Cooper è un cane speciale, nato con una condizione genetica rarissima. Attualmente, sono stati certificati soltanto 30 casi in tutto il mondo nella sua stessa situazione, ma nonostante le difficoltà, la "Short spine syndorme" (sindrome da colonna vertebrale breve) non gli ha portato via la voglia di giocare. Nell’estate del 2017, nei boschi della Virginia, gli agenti del controllo animale trovarono un cucciolo che aveva appena due mesi, ma mostrava già i segni della sua malattia.

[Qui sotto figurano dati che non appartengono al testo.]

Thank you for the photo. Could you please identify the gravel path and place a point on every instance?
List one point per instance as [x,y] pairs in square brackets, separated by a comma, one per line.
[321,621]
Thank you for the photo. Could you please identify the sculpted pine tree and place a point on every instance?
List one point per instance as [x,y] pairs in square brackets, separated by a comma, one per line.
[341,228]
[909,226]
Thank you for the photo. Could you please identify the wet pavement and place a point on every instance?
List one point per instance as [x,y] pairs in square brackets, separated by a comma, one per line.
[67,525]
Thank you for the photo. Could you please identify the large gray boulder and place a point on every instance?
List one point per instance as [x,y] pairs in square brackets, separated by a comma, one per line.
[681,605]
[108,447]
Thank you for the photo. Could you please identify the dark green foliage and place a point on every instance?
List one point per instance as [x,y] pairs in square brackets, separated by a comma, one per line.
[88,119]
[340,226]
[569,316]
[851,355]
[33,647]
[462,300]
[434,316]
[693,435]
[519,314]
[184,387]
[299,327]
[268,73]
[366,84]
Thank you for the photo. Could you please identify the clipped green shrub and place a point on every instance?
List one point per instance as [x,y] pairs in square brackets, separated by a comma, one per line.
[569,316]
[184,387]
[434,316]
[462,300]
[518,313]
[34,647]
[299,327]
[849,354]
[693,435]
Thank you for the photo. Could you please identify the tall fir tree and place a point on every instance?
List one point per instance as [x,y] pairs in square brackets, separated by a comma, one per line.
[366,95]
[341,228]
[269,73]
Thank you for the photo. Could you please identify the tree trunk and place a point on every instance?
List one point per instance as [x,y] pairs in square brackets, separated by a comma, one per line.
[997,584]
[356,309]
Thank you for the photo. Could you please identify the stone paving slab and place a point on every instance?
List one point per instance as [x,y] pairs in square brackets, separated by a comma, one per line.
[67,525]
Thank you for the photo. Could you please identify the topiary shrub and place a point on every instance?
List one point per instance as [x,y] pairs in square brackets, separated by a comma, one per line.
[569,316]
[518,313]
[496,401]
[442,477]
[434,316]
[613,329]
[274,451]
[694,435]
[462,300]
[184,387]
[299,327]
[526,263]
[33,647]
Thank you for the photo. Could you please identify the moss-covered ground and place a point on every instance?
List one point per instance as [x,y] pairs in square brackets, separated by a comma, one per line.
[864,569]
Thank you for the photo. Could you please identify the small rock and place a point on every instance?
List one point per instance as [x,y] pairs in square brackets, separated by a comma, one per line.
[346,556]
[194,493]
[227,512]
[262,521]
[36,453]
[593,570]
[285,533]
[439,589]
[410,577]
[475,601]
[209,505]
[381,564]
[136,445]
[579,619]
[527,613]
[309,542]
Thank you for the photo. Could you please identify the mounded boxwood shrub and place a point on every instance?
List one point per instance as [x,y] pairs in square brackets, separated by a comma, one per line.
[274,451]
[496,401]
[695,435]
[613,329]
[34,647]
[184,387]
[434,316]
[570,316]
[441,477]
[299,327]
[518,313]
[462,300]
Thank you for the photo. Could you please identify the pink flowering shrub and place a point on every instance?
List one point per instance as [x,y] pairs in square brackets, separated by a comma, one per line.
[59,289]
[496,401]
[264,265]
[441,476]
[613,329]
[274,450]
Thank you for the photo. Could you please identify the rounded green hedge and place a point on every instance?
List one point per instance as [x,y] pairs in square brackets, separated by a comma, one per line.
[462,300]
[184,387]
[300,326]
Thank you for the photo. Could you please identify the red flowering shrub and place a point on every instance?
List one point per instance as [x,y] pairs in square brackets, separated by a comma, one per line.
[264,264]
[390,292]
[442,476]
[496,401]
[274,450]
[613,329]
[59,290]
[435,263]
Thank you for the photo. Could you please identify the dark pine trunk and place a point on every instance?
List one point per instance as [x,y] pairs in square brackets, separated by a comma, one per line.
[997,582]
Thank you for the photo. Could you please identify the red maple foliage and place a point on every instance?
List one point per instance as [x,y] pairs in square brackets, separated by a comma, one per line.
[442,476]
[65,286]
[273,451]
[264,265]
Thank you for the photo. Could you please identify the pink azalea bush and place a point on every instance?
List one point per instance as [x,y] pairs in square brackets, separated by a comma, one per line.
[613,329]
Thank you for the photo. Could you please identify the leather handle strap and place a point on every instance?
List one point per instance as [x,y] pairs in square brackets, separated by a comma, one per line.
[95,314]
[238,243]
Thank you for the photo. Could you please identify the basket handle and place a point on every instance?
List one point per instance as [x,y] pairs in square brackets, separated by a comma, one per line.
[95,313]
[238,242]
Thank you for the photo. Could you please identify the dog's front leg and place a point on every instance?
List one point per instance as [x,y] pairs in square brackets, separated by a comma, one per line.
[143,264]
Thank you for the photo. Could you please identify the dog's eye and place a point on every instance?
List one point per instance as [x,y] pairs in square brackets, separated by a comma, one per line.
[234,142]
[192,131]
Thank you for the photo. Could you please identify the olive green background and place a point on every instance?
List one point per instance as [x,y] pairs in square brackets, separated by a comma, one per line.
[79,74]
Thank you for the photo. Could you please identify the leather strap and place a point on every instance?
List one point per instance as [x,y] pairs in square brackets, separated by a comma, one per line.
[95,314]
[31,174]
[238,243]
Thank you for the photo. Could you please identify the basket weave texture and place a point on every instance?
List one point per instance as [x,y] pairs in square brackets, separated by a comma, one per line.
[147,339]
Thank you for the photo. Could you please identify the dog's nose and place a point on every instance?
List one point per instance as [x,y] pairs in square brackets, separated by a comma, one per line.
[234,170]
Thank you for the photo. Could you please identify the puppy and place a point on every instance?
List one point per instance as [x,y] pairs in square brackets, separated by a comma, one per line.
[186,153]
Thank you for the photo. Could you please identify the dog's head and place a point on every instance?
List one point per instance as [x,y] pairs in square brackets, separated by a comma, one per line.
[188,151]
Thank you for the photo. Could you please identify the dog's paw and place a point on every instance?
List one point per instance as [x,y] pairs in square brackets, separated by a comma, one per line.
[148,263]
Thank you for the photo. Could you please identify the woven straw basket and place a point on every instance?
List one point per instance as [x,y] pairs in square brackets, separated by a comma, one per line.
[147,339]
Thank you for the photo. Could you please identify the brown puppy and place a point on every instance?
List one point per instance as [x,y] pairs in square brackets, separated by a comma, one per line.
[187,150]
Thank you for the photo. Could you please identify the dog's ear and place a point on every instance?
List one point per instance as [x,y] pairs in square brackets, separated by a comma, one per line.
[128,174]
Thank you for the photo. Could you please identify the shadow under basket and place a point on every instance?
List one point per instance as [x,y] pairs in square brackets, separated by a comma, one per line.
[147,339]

La sindrome da colonna vertebrale breve è una patologia genetica dovuta all’accoppiamento fra consanguinei: i nati con questa sindrome hanno una spina dorsale dimezzata, la loro lunghezza è esattamente la metà di quella di un cane in salute e sembrano non avere il collo, con la testa attaccata direttamente alle spalle e il fondoschiena assente. Secondo chi lo ha ritrovato, Cooper poteva essere il risultato di un accoppiamento avvenuto in un allevamento di Foxhound americani con un conseguente abbandono. Cooper era riuscito a sopravvivere per due mesi nei boschi, nonostante non potesse cacciare, ma la sua condizione appariva disperata: aveva i parassiti alle orecchie, un’ernia e i vermi. Il cucciolo era stato trasportato in un altro stato, nel Minnesota, per ricevere le cure necessarie, ma anche lì non sembrava ci fosse qualcuno disposto ad adottarlo.

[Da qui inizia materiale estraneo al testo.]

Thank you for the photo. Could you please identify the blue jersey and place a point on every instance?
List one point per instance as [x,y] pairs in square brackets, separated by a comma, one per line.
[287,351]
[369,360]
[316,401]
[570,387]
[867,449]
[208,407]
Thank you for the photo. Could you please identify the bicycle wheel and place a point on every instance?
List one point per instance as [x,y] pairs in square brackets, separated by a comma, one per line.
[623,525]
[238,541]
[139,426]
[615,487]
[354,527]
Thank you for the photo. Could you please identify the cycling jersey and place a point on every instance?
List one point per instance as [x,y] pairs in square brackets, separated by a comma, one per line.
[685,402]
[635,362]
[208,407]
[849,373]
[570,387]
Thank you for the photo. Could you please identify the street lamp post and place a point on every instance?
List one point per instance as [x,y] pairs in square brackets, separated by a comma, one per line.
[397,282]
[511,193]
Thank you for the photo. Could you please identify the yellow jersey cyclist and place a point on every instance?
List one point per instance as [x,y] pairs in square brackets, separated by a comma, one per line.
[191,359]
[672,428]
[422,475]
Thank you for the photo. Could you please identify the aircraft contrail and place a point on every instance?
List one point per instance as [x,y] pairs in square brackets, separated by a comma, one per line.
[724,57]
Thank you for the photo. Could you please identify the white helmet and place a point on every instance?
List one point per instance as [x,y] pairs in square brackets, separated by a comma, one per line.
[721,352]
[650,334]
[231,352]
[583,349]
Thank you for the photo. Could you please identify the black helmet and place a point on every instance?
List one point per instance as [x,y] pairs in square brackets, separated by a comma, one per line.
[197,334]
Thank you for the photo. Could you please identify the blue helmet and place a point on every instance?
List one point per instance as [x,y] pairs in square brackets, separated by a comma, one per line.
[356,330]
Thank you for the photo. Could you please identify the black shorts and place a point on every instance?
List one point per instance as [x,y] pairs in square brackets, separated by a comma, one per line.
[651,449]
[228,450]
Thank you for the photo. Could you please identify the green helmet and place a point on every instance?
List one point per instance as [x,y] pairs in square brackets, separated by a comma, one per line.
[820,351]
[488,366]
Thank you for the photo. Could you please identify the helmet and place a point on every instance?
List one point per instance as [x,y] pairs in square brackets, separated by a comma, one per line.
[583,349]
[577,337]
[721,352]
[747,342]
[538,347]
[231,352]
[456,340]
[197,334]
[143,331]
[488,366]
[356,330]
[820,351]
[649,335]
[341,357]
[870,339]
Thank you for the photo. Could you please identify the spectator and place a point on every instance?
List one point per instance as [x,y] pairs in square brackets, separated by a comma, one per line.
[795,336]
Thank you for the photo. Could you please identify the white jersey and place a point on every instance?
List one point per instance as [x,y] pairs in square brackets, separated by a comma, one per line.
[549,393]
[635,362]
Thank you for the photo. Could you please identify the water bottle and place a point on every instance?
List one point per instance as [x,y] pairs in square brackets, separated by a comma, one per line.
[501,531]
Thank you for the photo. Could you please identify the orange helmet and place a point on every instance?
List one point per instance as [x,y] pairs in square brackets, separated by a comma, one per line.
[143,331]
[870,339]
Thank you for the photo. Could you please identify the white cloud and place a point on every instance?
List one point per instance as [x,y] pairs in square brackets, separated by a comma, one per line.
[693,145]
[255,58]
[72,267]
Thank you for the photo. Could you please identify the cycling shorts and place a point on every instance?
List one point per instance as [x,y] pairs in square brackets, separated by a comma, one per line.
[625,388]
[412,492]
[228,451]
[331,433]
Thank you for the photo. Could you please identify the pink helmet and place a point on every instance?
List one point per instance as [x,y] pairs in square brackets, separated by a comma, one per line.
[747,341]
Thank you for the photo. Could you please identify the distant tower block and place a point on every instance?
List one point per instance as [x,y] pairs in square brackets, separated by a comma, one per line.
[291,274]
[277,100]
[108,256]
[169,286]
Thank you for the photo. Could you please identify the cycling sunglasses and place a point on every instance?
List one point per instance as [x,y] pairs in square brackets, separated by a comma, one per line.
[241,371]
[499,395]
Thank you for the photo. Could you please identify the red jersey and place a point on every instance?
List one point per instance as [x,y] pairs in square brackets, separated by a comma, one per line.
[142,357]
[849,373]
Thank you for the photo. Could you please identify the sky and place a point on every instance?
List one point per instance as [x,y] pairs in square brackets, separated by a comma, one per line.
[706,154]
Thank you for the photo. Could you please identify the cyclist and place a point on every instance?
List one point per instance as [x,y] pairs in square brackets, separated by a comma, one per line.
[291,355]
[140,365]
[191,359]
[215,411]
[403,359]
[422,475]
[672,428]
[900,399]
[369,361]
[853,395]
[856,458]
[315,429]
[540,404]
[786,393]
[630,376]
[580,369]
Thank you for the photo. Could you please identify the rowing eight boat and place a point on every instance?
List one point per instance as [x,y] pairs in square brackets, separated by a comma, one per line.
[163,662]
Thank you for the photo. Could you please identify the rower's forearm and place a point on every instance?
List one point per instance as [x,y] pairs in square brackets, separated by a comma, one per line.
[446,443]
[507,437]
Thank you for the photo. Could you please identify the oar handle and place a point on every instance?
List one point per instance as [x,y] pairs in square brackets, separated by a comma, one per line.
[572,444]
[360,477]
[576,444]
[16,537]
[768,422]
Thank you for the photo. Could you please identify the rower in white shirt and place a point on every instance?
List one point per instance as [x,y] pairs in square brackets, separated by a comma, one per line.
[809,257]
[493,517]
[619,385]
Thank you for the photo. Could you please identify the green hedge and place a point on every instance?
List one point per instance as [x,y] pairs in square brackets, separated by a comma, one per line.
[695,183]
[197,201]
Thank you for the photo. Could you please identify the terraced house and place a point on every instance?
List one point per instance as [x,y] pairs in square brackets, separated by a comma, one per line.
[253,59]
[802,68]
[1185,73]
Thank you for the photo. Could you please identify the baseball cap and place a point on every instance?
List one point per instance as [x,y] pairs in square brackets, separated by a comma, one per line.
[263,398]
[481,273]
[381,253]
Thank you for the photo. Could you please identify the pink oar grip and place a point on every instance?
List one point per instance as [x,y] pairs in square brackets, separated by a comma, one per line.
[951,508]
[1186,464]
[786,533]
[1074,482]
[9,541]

Tutto è cambiato quando Elly e suo marito hanno deciso che Cooper avrebbe fatto parte della loro vita. I primi giorni di convivenza non sono stati facili. Cooper ha dovuto continuare le proprie cure, sottoponendosi anche a interventi chirurgici: aveva problemi a fare i propri bisogni, perciò è stato operato all’intestino. Dopo questa operazione le cose sono andate meglio, ma rimanevano altri problemi. Cooper non può correre per lunghi tratti e ha difficoltà a rimanere sulle superfici rigide, allo stesso modo, non può girare la testa per guardare di lato, ma deve spostarsi con tutto il corpo. Ha anche subito diverse fratture al collo, oltre a un’infezione alle ossa detta osteomielite. Le cure sono state lunghe e costose, ma Elly non ha mai perso la speranza e ha dovuto lavorare molto per rendere la sua casa il luogo più idoneo per vivere con Cooper. Anche gli altri cani di casa hanno dovuto modificare le proprie abitudini per fare posto al nuovo arrivato, ma come sa bene chi convive con un animale, dove ci sono sostegno, amore e pazienza ogni problema, anche il più grande, può essere superato.

Ora Cooper sta meglio, non si è lasciato fermare dalla sua malformazione, gioca con gli altri cani di casa ed esplora il mondo attorno a lui, esattamente come ogni altro cane in perfetta salute. « Molti cani nelle sue condizioni vengono soppressi. Questo mi rende triste, perché hanno tanto amore da donare. Adesso Cooper ha una vita felice con noi ed è un membro della famiglia», ha dichiarato Elly.